Why Dust May Help Explain How Planets Are Formed

Leo Ferguson
2 min readOct 28, 2020

Planets are formed when a dense cloud of dust and gas spins around a newly formed star. Over time, gravity causes the bits of matter to clump together and eventually form into planets. Scientists believe that they have discovered a reason why this process tends to take a while. This hindrance is known as the bouncing barrier. Scientists have recently observed that particles over 1 millimeter in size tend to bounce off each other more than they tend to combine with one another, meaning that the forming of planets is slowed.

As time passes, particles will begin to overcome the bouncing barrier and form into larger masses that will become planets orbiting a star one day. To understand the process better, a team of researchers conducted an experiment using glass beads in place of protoplanetary dust grains. The glass beads were each a little less than half a millimeter in size. In the experiment, the researchers noticed that Earth’s gravity was having a distinct affect. To deal with this, they ran their experiment in a 120 meter tall drop tower in Bremen, Germany, moving the capsule containing the glass beads up and down repeatedly, basically making them weightless.

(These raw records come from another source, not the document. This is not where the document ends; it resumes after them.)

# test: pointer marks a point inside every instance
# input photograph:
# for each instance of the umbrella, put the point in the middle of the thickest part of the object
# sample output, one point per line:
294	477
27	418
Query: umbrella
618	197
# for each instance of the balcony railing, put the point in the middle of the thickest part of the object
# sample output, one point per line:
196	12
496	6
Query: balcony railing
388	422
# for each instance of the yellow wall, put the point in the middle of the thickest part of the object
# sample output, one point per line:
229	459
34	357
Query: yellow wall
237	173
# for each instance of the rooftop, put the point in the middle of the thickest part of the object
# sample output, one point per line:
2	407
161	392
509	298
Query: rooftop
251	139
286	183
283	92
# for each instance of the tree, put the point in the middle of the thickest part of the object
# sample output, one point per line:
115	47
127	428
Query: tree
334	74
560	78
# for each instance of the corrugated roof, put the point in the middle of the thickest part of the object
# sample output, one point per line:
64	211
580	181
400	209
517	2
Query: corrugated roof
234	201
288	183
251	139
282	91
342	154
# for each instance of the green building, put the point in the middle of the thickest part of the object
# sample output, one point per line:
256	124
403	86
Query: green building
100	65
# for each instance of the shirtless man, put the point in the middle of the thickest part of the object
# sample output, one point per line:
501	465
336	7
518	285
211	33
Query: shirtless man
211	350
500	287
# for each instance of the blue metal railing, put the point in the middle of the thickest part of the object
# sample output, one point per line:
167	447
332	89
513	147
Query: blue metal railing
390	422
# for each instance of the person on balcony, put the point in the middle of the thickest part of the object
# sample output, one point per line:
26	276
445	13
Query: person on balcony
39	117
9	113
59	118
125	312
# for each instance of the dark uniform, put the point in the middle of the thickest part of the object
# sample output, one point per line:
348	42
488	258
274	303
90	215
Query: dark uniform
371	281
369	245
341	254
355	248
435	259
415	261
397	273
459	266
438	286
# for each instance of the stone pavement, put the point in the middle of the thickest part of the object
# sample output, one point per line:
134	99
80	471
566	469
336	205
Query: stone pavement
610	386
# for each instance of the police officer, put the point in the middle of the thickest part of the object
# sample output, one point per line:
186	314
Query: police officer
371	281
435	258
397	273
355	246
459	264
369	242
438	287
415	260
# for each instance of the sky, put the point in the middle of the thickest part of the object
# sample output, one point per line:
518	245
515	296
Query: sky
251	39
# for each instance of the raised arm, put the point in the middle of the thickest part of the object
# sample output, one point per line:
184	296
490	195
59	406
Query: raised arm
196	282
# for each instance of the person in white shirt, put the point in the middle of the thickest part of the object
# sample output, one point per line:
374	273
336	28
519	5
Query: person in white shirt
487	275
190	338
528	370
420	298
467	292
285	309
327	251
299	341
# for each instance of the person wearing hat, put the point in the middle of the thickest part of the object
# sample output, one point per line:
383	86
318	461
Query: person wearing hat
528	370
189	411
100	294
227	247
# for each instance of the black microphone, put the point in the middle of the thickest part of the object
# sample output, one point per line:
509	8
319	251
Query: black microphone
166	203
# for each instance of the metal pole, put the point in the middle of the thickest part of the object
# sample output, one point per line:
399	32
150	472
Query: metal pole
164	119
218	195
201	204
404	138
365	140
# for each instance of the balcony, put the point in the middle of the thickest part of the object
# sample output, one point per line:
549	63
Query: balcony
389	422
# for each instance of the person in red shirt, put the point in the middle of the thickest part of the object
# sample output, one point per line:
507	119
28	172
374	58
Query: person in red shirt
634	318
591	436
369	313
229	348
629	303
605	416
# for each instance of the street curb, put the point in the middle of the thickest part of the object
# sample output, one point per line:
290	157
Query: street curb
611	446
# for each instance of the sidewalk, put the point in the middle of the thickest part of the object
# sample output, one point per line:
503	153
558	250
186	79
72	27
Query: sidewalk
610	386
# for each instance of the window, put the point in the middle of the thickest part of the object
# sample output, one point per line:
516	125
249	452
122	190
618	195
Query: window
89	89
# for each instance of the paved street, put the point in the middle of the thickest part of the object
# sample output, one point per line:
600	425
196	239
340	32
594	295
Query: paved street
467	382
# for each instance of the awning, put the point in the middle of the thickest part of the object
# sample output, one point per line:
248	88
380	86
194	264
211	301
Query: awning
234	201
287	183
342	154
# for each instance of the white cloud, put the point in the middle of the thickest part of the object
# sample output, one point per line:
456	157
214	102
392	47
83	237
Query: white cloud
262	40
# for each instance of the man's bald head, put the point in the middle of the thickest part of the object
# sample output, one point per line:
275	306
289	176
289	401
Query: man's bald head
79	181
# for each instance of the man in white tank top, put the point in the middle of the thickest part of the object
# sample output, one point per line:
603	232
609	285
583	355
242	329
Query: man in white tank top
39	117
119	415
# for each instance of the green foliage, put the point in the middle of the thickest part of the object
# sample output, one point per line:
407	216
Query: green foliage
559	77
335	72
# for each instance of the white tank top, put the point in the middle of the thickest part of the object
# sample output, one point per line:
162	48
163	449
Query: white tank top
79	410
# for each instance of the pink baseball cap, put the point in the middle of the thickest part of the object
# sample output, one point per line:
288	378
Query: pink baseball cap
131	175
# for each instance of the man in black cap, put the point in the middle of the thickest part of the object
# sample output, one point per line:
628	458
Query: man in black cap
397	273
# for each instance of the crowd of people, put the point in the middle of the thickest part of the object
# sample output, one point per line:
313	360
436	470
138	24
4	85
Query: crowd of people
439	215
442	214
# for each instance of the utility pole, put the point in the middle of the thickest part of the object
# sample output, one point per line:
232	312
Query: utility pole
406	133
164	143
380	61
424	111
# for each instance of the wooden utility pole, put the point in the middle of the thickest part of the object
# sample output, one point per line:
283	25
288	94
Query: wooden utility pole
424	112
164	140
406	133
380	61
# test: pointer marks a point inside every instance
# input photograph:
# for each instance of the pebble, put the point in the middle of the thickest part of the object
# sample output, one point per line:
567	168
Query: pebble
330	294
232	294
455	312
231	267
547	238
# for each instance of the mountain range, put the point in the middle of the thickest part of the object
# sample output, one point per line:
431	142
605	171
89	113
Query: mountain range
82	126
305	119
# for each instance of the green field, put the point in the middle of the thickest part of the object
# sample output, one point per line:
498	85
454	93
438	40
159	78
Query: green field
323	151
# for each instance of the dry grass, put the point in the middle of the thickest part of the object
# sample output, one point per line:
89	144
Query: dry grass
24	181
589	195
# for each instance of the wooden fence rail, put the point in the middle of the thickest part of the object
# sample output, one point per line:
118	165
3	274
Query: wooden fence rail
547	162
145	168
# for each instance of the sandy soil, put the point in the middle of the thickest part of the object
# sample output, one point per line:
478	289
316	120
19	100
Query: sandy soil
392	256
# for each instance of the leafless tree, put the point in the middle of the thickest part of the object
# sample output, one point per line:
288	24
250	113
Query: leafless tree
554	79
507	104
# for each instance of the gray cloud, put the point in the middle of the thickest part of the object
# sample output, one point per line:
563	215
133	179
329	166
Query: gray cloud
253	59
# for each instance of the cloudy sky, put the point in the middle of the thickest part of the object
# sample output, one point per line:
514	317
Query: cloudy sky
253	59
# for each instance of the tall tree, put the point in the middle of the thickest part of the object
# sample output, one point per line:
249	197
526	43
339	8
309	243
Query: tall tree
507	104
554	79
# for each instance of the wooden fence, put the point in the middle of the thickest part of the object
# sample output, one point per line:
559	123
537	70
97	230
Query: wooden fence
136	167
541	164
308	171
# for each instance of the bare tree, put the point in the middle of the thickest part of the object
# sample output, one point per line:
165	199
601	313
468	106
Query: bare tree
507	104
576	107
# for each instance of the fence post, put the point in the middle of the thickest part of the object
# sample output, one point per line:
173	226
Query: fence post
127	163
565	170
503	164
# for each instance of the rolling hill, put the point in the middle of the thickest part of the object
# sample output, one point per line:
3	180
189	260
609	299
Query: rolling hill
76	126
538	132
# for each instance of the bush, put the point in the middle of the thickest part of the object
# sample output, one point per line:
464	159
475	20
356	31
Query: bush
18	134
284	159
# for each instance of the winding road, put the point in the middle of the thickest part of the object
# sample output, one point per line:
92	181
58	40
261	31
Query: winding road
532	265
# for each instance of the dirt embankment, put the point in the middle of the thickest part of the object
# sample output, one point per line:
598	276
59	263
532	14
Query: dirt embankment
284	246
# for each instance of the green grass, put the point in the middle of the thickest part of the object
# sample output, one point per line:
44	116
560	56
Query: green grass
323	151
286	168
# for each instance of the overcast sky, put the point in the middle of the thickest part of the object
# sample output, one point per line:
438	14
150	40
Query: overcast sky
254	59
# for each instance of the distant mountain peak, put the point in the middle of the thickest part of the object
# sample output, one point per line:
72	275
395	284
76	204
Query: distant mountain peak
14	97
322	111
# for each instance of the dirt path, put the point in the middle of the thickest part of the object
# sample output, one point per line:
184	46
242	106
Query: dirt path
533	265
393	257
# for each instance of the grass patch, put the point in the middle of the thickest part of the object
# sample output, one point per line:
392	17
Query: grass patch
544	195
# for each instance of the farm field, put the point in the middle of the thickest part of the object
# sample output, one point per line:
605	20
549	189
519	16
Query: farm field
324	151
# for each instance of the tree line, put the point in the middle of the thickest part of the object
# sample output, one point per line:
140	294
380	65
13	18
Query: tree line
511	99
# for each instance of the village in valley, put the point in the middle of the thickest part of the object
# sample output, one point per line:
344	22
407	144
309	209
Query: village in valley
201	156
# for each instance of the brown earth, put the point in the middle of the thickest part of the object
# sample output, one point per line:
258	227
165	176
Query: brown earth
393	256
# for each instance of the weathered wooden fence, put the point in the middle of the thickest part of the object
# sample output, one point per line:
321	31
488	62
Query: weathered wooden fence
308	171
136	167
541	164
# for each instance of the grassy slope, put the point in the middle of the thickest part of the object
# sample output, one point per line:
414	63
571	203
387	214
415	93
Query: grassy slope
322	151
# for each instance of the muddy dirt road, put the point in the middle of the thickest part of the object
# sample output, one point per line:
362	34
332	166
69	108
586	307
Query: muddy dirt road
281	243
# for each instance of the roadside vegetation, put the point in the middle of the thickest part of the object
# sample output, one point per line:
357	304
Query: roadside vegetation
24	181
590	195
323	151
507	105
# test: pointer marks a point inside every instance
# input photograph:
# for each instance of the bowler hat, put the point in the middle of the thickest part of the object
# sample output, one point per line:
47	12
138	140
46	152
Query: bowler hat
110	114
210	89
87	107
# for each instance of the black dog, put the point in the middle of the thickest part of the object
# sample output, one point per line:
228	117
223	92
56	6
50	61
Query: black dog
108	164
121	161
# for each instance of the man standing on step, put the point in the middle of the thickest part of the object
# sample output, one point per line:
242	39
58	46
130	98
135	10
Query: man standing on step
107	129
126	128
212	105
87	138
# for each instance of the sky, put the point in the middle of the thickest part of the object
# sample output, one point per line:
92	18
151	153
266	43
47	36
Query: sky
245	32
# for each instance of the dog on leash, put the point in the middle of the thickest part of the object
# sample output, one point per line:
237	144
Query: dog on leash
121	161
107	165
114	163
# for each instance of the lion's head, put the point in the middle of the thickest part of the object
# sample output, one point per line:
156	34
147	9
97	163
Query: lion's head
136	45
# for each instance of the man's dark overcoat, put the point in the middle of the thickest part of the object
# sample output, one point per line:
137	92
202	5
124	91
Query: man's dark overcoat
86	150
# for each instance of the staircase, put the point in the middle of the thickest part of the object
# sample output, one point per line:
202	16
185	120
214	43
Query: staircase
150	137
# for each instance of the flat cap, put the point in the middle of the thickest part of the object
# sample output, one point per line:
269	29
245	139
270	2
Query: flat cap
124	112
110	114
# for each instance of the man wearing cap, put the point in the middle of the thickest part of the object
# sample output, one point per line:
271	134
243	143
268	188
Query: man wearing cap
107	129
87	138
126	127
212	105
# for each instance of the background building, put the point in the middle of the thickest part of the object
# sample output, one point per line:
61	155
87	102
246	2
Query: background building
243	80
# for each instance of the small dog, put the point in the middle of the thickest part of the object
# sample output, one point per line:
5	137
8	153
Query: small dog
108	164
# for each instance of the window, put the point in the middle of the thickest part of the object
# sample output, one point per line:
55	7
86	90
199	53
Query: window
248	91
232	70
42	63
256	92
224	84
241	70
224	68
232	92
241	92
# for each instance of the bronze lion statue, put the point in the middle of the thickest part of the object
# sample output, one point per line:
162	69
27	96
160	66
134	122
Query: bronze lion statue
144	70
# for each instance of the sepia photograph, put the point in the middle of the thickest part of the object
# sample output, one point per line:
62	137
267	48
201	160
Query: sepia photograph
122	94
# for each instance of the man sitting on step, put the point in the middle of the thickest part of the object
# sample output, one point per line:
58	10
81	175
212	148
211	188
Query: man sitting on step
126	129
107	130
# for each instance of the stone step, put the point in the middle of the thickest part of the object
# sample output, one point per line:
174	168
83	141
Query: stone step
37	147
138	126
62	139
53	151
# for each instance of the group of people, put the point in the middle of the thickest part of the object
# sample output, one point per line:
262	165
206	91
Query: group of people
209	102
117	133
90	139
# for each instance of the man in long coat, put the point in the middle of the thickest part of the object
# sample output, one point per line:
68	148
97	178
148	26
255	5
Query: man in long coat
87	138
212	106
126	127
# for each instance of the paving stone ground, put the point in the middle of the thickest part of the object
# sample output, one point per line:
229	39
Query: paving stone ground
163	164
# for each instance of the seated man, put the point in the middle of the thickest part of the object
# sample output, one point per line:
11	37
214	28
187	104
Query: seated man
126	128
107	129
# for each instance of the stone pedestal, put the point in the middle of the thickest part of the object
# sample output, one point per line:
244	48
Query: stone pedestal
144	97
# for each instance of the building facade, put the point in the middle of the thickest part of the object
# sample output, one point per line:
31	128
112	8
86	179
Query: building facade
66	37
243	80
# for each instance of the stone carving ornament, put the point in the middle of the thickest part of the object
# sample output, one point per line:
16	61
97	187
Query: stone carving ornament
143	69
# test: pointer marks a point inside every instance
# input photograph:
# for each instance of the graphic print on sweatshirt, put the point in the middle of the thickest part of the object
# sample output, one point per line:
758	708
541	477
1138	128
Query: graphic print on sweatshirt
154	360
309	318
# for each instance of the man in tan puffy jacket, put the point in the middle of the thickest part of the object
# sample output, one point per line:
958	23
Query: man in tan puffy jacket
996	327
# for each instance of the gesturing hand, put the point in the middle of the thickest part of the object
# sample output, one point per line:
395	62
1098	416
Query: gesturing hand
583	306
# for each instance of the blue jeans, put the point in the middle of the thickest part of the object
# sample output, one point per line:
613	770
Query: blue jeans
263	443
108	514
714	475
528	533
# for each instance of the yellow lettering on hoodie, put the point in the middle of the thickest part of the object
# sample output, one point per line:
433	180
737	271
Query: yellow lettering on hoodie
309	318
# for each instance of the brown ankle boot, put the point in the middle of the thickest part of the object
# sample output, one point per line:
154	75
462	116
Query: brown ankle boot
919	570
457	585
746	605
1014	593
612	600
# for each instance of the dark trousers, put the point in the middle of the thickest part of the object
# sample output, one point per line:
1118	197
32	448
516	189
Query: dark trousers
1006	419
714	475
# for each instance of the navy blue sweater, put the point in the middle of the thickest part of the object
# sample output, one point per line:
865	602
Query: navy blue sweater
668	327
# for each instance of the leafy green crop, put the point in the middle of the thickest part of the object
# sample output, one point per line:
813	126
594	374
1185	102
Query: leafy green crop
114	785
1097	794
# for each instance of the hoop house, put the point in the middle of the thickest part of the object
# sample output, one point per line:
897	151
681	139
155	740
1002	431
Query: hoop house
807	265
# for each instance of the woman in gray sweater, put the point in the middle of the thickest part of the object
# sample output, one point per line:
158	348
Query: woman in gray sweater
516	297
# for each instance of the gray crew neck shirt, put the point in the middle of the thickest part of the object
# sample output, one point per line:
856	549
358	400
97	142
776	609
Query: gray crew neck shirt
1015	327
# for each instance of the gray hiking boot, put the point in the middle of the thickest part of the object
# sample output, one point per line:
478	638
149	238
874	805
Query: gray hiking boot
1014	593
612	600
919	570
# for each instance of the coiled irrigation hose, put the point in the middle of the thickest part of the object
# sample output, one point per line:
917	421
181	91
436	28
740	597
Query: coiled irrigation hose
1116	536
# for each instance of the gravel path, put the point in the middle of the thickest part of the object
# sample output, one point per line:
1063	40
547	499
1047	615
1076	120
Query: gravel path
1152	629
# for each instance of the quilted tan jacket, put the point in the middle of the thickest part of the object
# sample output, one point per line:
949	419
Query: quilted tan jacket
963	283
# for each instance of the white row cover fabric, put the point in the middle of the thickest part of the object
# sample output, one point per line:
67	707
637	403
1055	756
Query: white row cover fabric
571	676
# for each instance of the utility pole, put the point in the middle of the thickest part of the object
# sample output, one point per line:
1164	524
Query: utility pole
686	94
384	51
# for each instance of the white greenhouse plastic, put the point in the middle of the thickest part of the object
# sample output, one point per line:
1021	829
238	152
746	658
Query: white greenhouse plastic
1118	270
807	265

This experiment depicts the dust particles sticking to each other in clumps due to their electrical charge, just like how young planets may form

Before the experiment, the researchers shook all the glass beads up, acting as collisions dust grains and fragments would have over time. The shaking caused the beads to have electric charges; some positive and some negative. The electric charges acted as bonding forces between glass beads when they were weightless, causing the glass beads lump together. The conclusion of the experiment was that electric forces obviously act as bonds between particles to help overcome the bouncing barrier. There are still other obstacles in a planet’s growth, such as smaller particles colliding with larger masses of particles at high speeds, splitting them or tearing them apart. So we now know how particles overcome the bouncing barrier to form planets, but there are still many more obstacles that young planets must face.